Julianna Barwick
Though she initially resisted the terms and their cultural implications, Julianna Barwick helped to launch the modern renaissance in ambient and New Age music. Barwick began singing as a kid in Louisiana, fascinated by the way her voice sounded solo in the sanctuary of the church where her father worked. But it wasn’t until a friend lent her a looping station in New York in 2005 that Barwick found a clear focus for her hobby. She began to layer her vocals and became fascinated by the mysterious shapes the process could create. Her exquisite solo debut, The Magic Place, was a revelation, her operatic tone somehow both earthbound and astral, a bridge between sky and soil, between escapism and toil.

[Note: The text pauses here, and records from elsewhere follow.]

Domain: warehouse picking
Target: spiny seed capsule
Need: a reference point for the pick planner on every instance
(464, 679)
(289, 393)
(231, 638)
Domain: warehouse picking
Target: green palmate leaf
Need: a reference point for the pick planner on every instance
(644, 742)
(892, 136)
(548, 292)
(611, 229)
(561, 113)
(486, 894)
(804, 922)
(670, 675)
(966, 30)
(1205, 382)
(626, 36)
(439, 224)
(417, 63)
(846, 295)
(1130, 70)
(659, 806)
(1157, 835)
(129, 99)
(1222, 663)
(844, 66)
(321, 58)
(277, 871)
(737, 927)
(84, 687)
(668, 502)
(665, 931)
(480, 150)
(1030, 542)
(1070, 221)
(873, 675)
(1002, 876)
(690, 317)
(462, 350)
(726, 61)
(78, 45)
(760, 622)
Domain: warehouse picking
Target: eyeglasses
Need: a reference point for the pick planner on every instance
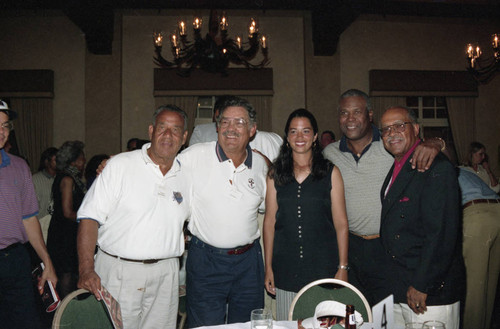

Barwick’s records during the last 15 years have wrestled with such emotional see-saws, documenting the ups and downs of divorce, a cross-country move, and new relationships in hymns to perseverance. A ready collaborator who has worked with The Flaming Lips, Jónsi, and Bat for Lashes, Barwick has steadily augmented the sounds of her own records, too. On 2020’s Healing Is a Miracle, she not only embraced the language of New Age but also added luminous rhythms, roaring keyboards, and fractured electronics, plus the harp of longtime friend Mary Lattimore. At Big Ears 2026, Lattimore and Barwick will perform a collaborative set, while Barwick will also offer her own set of exquisite and transportive songs.